Le soupir que laissa échapper Gojyo le tira de ses pensées.
― Tu as raison, j'ai sans doute trop bu, murmura le tabou. Ou pas assez, ajouta-t-il dans un souffle avant de s'emparer d'une bouteille de sake et de sortir sans plus un mot, sur le balcon.

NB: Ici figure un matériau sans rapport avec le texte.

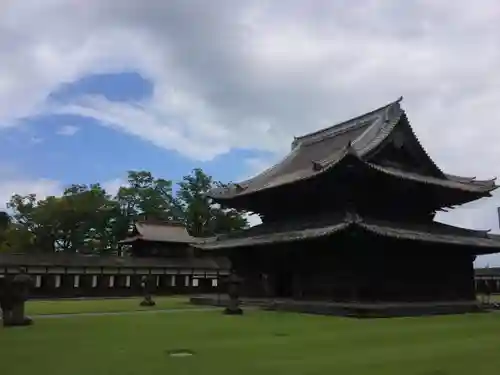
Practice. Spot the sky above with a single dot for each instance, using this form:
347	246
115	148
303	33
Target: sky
90	89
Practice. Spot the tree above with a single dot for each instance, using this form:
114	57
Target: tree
201	216
79	220
85	218
13	237
145	197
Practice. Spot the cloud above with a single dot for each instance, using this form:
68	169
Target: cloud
68	130
12	182
252	74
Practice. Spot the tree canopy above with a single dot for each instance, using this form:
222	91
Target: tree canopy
87	219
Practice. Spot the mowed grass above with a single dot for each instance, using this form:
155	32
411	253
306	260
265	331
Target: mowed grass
35	307
256	343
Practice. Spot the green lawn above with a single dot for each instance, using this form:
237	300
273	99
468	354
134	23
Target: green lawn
256	343
103	305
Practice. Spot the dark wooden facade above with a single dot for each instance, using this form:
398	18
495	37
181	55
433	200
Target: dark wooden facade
348	216
161	251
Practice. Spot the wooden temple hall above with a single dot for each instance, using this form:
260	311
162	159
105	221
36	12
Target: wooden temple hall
159	250
348	216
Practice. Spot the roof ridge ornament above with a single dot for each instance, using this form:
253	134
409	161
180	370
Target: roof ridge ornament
352	217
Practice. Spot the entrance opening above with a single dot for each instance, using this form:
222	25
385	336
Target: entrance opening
284	285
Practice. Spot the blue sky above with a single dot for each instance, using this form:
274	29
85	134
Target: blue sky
78	149
90	89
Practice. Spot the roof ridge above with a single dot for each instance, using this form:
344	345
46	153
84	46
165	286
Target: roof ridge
326	129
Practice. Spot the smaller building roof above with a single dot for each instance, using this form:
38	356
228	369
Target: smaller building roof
160	231
79	260
487	271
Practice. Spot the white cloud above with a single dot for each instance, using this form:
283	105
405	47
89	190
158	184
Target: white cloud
251	74
68	130
12	182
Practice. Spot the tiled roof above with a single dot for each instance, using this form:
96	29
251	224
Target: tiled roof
487	271
434	232
77	260
157	231
322	151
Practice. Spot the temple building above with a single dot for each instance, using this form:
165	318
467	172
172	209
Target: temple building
161	250
348	216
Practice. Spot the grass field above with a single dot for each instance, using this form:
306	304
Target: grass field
103	305
256	343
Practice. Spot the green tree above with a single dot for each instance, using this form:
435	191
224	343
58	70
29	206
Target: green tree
201	216
145	197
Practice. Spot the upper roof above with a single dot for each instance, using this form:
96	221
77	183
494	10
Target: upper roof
434	232
320	151
488	272
160	231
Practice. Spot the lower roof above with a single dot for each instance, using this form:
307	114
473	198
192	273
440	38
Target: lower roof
435	232
79	260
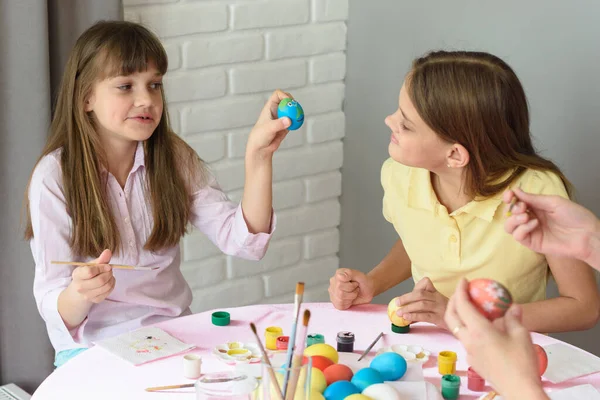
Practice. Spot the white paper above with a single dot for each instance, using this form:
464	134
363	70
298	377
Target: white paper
566	362
144	345
410	390
587	392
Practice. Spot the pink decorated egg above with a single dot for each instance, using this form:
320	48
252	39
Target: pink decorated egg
491	298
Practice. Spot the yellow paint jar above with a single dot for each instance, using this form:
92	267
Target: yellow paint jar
447	362
271	335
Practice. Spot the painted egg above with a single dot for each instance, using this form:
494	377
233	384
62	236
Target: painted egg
391	366
395	318
293	110
322	349
340	390
337	372
320	362
382	391
366	377
542	358
490	297
318	383
314	396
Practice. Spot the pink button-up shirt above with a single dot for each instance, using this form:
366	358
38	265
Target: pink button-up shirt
139	297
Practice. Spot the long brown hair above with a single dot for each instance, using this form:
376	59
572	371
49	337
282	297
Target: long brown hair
475	99
107	49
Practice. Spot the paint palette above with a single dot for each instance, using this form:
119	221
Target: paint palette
238	353
411	353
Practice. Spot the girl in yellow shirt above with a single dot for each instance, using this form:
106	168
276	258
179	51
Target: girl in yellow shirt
460	137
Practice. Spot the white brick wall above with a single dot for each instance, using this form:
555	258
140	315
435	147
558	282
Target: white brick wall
225	58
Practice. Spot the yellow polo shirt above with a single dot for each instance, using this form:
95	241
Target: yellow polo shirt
470	242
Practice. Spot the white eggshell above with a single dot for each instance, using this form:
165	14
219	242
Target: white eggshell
382	391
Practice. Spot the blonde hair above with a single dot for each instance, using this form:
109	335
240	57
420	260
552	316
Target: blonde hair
476	99
108	49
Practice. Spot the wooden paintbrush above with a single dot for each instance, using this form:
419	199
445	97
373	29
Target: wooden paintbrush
512	203
268	363
370	346
291	343
297	360
115	266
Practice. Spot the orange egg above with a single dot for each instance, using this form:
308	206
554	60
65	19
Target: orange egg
490	297
542	358
320	362
337	372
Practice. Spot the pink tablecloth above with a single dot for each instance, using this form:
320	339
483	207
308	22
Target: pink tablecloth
97	374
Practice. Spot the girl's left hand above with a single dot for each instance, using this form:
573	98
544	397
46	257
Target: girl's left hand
269	131
423	304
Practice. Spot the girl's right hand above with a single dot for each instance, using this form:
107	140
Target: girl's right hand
94	284
349	287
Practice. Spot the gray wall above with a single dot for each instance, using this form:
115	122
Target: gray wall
552	45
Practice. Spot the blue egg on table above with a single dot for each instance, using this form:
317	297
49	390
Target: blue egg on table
366	377
391	366
340	390
293	110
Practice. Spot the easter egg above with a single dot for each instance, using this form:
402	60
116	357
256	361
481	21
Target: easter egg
320	362
337	372
318	383
395	318
391	366
366	377
340	390
293	110
489	297
322	349
382	391
315	396
542	358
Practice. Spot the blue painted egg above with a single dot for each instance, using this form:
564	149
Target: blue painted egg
391	366
366	377
340	390
293	110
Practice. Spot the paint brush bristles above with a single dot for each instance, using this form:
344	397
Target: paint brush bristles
292	341
266	360
297	360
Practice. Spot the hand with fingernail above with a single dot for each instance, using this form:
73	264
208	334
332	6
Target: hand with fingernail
423	304
500	351
349	287
554	225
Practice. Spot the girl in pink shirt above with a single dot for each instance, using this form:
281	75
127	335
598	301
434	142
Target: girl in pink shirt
116	184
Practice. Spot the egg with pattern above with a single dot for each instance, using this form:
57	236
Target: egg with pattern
491	298
293	110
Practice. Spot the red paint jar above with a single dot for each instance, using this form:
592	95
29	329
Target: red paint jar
475	382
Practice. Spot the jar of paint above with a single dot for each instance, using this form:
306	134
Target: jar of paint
447	362
282	342
450	386
345	341
474	381
271	335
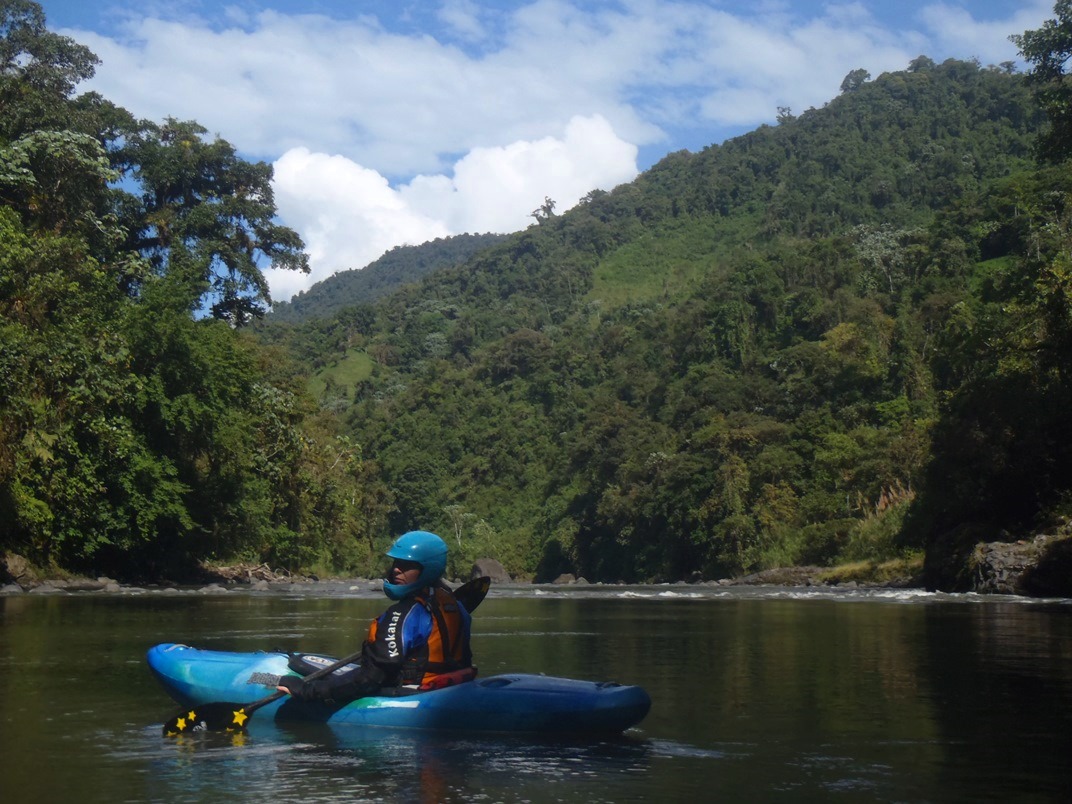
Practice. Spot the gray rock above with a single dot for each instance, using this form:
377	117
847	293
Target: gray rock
1040	566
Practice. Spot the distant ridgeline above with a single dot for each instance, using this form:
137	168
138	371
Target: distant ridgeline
741	359
400	266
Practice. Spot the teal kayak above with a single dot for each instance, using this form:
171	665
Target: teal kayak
504	703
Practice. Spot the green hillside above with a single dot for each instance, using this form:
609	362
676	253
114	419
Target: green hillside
739	360
840	339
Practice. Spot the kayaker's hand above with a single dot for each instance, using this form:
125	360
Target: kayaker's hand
295	685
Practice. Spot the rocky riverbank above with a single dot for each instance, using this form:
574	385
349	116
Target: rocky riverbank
1040	567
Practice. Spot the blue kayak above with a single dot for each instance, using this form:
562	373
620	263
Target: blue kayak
507	703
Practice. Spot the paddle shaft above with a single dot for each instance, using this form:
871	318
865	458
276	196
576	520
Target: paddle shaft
470	595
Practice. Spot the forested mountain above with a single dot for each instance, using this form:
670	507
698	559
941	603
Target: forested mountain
134	438
742	359
840	338
401	265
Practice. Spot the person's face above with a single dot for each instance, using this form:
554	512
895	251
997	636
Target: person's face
403	571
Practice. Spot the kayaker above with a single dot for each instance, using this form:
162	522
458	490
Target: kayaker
421	641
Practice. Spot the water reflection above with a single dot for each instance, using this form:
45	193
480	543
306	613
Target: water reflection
767	695
322	762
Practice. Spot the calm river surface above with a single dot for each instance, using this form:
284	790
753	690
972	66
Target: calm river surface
760	695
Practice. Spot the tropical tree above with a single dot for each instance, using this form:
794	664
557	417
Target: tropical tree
1048	49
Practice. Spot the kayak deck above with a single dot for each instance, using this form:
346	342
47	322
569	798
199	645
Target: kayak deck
510	702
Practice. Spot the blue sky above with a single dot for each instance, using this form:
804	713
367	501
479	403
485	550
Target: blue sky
398	121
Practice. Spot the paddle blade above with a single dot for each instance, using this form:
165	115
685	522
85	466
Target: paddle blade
473	593
217	716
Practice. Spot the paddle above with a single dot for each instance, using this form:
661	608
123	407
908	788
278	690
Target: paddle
232	716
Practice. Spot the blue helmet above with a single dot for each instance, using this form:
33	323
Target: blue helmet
425	548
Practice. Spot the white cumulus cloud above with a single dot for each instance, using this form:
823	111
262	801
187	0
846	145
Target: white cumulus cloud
350	214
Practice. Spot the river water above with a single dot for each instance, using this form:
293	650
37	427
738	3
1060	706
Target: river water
759	695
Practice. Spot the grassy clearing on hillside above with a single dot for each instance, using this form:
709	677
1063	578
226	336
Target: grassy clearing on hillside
354	368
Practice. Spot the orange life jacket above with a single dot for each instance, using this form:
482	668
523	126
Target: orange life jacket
446	657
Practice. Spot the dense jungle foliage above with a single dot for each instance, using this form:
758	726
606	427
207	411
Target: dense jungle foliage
839	338
401	265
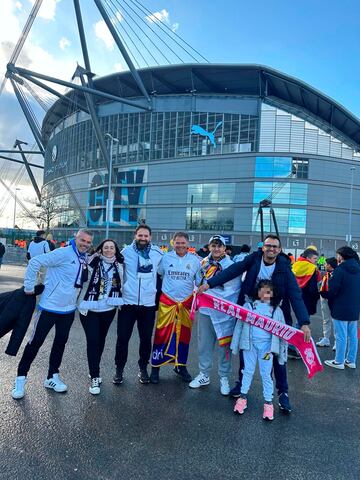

Combien de temps le tabou resta-t-il dehors, dans le froid, perdu dans la contemplation de cette lune rousse ? Il n'en savait rien. Absorbant à petites gorgées ce sake amer qui lui brûlait les entrailles, il s'était oublié au fond de ses songes. Décidément, le sake avait mauvais goût ce soir. Oui, son amertume était plus forte encore que les autres soirs...
Il poussa un soupir, auquel répondit aussitôt comme un faible reniflement méprisant.
―Tch'
Gojyo sursauta.
―San.. Sanzo ?
Sans un mot, le nouveau venu tendit une coupe à son compagnon, demandant, par ce geste muet, à partager son ivresse nocturne. Silencieusement, Gojyo versa une rasade au moine. Ils restèrent là longtemps sur le balcon, sans échanger un seul mot, fumant et buvant. Sans rien se dire.
Enfin, lorsque la lune écarlate sembla décroître peu à peu, Sanzo se leva.
―Nous partons dans trois heures, affirma-t-il d'un ton neutre.
―Mmmmh, fut la seule réponse qu'il obtint.
Sanzo se tint un instant debout, sans un geste, avant de s'approcher du tabou. Il se pencha lentement vers lui, les yeux améthystes plongeant au plus profond des eaux rouges du regard de Gojyo. Puis, doucement, ses lèvres vinrent effleurer les lèvres du demi-sang avant qu'il ne lui glisse dans un murmure.
―Ne te trompe pas de chemin, Gojyo...
Lorsque Gojyo réalisa ce qu'il venait de se passer, Sanzo avait disparu. Il ouvrit la main : au coeur de sa paume se serraient des pétales pourpres. Une rose rouge... A quel moment Sanzo la lui avait-il glissée dans la main ? Il n'en savait rien.
Ne te trompe pas de chemin.
Oui, Sanzo avait sans doute raison. Il ne servait à rien de choisir cette voie-là. Tout comme les pétales froissés dans sa main, le passé était enfui. Inutile de vouloir revenir en arrière...
Il but une dernière gorgée. Etrangement, le sake avait bon goût, ce matin. Il était doux... Comme un baiser. Comme une caresse... Comme une déclaration d'amour.